This all makes me very happy, which is why I write in the first place. Major gratitude to Kelly & Gavin.

inside of a bus

Transit Lane in Spectrum

Spectrum (out of UC Santa Barbara) published my flash story Transit Lane in the spring edition (Vol LXV). Spectrum is the oldest lit pub in the UC system. They have published Raymond Carver, Samuel Beckett and William Carlos Williams. This is the only thing I have in common with those guys. The people at Spectrum were great to work with.
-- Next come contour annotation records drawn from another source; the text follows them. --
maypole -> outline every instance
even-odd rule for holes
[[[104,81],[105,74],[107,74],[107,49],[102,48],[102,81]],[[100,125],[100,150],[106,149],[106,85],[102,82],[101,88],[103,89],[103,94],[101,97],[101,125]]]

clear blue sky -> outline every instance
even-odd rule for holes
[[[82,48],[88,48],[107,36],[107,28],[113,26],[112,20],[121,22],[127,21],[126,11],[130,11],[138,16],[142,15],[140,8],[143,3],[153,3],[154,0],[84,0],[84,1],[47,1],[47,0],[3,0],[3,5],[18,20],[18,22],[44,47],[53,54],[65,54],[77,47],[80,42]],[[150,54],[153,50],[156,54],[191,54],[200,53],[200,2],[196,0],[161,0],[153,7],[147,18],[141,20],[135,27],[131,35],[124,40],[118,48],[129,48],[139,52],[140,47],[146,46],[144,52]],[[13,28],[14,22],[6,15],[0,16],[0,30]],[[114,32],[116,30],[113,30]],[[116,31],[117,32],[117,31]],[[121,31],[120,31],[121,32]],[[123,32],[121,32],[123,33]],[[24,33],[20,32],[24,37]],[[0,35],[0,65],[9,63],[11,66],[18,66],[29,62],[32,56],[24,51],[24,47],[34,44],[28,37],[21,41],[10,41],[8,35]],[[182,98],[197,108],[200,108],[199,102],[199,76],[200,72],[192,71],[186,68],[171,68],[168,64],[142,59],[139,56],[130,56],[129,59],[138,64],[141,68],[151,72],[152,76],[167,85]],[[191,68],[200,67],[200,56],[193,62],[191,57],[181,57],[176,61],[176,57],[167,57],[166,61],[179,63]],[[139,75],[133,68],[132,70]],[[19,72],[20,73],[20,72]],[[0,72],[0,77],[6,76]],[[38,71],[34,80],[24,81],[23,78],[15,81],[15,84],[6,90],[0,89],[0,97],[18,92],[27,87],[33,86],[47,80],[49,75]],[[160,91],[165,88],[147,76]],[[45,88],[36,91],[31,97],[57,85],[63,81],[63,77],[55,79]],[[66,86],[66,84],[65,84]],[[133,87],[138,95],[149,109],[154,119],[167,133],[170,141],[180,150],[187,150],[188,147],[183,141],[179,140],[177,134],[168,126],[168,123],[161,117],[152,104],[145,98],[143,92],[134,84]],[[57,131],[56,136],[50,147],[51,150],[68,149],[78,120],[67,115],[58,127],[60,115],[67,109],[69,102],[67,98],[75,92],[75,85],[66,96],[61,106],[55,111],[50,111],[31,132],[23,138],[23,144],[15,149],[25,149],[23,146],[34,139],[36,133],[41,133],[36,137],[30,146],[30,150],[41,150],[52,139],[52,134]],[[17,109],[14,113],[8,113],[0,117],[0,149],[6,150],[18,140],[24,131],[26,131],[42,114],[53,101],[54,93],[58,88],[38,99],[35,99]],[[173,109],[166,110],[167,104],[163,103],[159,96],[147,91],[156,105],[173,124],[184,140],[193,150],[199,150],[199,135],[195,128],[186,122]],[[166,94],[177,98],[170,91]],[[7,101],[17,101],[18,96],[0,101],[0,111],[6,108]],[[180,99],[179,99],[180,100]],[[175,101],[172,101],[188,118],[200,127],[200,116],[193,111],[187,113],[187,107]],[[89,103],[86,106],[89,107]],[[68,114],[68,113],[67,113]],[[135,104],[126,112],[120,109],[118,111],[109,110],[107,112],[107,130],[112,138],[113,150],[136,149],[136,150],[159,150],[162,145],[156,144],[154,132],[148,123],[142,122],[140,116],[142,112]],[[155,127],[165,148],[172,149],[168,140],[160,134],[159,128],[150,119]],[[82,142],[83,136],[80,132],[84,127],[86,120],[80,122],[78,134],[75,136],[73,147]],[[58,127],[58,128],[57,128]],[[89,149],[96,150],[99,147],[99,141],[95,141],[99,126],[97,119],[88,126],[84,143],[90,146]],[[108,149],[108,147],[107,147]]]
This story came out of decades of commuting on buses, which was sometimes enjoyable and sometimes an adventure. There was a woman (for instance) who kept an actual bird inside her beehive hairdo. Couldn’t fit her into the story. Maybe next time.

Unfortunately, there’s no electronic access yet to the story (hardcopy only so far).

Bark Hearts in jmww

New flash story “Bark Hearts” in jmww, one of the old school great flash journals I’ve been trying to get into forever.

A long time ago I read that even people with very little don’t tend to support increasing taxes on the rich because they figure someday they’ll be rich themselves. We want to move up the hill, no matter what. This is about that age old proposition: people be crazy.

Rearranging the Bones at Pithead Chapel

Rearranging the Bones is a flash story about a walk in the woods and being eaten by a giant owl. Kim Magowan, the editor of Pithead Chapel, described it as my bizarre narrator-as-owl pellet story. Also as ‘such an oddball.’ I love that kind of reaction. She also saved me from screwing up the ending with an extra sentence.

 

This is another story that came from walking in the woods. I interrupted a western screech owl on the ground about to eat a mouse. It looked at me like he wanted to eat me for interrupting his meal. Good think he was only about a foot tall.